The rise of plant-based eating in 2020 is reflected in newly released statistics from Germany’s Federal Statistics Office, which revealed that the country manufactured fewer meat products and a higher number of vegan alternatives in 2020, compared to the previous year.
The total value of meat products in Germany amounted to €38.6 billion (£33.2 billion) last year, which was a 4% decrease from 2019’s 10-year high, when the products had a value of €40.1 billion (£34.5 billion). In the same period, Germany’s plant-based meat sector boomed in 2020, producing nearly 39% more meat alternatives than in 2019.
Production for alt-meat rose from 60,400 tons to 83,700 tons, which Germany’s DW News described as the equivalent of nearly 12,000 fully grown African elephants. The value of the plant-based meat alternatives rose from €272.8 million (£234.9 million) to €374.9 million (£322.8 million), a 37% increase from 2019 to 2020.
This was the first time the Federal Statistics Office was able to calculate a two-year comparison between the two industries, as it only began collecting data from the alt-meat sector in 2019.
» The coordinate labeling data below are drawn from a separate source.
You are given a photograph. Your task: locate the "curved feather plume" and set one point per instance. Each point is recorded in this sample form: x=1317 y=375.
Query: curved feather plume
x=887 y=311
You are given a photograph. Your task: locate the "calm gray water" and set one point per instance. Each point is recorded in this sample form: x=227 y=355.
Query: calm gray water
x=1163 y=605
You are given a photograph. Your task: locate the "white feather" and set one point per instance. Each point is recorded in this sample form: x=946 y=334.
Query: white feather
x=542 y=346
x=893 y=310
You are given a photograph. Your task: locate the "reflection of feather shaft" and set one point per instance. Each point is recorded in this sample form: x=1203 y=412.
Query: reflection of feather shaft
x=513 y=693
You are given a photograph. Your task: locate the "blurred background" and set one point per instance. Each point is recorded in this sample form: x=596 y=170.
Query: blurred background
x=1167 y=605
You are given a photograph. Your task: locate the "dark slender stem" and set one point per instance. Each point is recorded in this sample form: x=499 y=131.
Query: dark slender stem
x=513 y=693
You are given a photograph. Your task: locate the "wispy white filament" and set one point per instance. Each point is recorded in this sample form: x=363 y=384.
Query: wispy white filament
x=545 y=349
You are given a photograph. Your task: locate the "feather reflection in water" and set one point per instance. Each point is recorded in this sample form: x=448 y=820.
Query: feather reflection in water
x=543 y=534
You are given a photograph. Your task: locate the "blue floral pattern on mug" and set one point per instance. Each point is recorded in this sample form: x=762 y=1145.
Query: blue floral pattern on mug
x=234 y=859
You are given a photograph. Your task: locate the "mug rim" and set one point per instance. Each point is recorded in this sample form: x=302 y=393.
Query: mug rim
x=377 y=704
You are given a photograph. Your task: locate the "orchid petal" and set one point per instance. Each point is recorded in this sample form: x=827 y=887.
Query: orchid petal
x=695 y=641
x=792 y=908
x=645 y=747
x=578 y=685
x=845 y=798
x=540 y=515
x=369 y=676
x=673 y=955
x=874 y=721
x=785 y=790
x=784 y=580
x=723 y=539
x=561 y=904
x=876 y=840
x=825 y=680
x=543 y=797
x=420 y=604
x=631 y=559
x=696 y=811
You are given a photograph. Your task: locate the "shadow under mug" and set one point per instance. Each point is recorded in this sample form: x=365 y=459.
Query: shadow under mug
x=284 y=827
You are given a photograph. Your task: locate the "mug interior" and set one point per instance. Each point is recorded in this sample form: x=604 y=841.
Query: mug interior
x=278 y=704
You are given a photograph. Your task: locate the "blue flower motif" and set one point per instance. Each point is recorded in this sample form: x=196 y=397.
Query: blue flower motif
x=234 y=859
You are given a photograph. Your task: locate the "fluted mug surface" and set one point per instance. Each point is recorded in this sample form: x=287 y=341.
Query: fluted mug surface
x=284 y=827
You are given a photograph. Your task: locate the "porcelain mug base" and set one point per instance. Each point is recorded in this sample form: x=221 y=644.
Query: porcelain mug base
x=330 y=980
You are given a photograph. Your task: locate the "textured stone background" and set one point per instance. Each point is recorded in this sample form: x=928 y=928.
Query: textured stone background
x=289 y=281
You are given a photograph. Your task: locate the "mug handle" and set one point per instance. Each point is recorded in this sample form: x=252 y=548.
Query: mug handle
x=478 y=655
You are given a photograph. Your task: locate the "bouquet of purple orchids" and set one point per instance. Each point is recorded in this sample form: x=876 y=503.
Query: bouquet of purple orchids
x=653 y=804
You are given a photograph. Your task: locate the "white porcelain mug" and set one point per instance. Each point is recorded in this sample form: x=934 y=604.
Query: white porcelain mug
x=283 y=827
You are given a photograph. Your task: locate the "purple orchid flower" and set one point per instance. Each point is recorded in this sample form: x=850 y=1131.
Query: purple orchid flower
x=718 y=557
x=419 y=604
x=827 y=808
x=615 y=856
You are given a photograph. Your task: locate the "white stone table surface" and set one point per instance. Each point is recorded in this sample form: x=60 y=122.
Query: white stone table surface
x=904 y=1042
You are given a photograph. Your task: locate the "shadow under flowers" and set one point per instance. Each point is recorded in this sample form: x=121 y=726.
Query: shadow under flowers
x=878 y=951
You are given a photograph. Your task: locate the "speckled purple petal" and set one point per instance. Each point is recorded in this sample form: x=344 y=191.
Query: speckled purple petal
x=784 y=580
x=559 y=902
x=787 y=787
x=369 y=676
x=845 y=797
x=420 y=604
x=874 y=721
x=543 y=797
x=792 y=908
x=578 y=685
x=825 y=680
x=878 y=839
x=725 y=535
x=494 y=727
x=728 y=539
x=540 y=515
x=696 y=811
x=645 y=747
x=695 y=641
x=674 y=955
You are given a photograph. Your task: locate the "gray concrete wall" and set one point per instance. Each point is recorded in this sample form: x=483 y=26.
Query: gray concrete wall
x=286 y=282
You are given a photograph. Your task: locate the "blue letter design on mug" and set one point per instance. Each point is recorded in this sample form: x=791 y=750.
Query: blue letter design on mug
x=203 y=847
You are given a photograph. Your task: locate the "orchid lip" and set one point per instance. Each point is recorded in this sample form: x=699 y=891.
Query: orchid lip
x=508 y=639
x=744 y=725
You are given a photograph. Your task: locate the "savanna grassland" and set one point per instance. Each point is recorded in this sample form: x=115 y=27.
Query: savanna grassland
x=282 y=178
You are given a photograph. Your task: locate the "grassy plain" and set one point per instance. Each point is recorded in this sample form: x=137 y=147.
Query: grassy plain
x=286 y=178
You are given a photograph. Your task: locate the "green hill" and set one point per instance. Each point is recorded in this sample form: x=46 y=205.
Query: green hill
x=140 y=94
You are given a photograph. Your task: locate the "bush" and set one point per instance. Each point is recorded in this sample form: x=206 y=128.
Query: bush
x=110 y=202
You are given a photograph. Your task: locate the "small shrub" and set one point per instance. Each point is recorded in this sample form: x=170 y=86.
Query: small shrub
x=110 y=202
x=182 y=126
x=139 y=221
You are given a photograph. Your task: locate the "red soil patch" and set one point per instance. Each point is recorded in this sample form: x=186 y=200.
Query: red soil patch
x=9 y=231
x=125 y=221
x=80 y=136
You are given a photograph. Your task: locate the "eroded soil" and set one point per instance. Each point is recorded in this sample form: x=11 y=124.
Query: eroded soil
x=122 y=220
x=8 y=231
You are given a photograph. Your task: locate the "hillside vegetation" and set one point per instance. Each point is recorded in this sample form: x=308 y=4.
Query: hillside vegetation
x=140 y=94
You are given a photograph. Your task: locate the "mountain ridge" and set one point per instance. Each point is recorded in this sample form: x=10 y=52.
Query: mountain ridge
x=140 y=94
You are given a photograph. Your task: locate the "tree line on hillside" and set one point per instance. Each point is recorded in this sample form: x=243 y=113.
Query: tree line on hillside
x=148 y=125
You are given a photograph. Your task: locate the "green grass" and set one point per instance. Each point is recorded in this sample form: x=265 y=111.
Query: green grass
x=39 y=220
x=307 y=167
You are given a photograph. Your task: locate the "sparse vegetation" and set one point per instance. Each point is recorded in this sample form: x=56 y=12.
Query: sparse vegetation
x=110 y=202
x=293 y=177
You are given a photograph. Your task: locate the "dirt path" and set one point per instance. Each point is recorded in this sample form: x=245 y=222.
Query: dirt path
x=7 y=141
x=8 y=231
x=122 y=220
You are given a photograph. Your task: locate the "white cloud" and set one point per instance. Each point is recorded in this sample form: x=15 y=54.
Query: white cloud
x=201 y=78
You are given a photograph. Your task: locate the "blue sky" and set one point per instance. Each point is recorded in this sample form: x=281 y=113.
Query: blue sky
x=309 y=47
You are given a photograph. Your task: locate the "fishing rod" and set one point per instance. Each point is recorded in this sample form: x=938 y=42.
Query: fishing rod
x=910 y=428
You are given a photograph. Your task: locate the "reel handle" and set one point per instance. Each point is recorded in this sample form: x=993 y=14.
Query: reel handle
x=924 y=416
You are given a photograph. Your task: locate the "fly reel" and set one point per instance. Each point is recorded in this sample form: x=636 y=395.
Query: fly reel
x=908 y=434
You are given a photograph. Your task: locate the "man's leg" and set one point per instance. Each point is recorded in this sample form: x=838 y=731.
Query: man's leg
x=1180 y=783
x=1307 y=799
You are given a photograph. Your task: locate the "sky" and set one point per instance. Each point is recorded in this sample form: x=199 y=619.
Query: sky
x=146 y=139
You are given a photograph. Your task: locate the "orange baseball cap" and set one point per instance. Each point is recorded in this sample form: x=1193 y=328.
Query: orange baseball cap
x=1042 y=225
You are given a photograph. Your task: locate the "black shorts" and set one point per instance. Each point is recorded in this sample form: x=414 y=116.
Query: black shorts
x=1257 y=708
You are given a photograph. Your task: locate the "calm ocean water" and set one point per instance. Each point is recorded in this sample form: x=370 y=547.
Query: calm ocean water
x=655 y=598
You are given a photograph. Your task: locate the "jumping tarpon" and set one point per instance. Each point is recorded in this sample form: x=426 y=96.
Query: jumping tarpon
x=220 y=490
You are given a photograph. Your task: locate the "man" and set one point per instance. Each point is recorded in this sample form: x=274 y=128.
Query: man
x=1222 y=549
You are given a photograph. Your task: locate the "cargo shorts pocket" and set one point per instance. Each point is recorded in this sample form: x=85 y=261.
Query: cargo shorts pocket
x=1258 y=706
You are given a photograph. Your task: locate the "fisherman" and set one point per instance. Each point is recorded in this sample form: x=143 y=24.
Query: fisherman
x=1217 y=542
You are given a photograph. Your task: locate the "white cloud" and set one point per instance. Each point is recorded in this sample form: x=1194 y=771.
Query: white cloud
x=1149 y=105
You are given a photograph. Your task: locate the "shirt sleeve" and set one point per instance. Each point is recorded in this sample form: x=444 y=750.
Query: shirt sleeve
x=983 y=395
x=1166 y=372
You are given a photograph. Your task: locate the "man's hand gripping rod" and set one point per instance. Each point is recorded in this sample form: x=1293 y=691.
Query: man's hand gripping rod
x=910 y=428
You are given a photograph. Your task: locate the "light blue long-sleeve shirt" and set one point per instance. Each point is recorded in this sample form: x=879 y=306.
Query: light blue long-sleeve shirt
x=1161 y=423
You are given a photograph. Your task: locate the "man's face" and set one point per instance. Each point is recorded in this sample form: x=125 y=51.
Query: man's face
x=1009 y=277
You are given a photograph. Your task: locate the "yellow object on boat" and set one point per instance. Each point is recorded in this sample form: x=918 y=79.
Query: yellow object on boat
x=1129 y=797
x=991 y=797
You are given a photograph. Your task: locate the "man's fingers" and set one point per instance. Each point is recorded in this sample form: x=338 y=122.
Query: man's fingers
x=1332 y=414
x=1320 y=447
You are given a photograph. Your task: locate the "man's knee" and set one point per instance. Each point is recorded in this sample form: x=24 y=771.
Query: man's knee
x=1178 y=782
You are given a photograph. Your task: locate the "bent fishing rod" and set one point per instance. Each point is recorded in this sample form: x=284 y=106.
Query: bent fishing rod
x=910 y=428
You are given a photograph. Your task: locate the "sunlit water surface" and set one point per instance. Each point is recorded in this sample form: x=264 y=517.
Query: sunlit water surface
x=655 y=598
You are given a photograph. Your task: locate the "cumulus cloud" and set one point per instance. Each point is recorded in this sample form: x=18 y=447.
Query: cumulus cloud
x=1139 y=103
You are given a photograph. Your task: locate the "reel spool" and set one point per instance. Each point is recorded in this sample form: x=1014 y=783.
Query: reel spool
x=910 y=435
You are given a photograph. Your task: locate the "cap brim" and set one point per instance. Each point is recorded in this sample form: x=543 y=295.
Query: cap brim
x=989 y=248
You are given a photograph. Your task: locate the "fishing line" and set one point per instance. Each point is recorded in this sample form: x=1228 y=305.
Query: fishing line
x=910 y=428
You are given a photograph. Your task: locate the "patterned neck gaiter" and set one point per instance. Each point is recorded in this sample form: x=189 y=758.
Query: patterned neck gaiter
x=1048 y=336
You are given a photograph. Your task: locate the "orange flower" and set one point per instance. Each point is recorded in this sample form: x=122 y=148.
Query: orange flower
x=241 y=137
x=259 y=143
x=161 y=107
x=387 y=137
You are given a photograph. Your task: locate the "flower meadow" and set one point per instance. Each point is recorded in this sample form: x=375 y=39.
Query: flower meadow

While schnitzels and sausages still outnumber vegan alternatives in store shelves by a big margin, Germany is seeing a long-term trend of reduced meat consumption, with 40% of the population reportedly cutting back on meat products last year.
In 1987, the average German household would consume 6.7kg of cooked meat in a month, not including sausages, cured and processed meats. But that has reduced to a third in 2020, with monthly meat consumption averaging at 2.3kg.
Statisticians think this decline in meat consumption and production could be related to the Covid-19 pandemic. Lockdown saw more people across the world embrace a more vegan-forward diet, and Germany seems to be following that trend too. Additionally, some German meat production plants were forced to close down temporarily, as a result of ill-hygiene practices and coronavirus outbreaks among employees.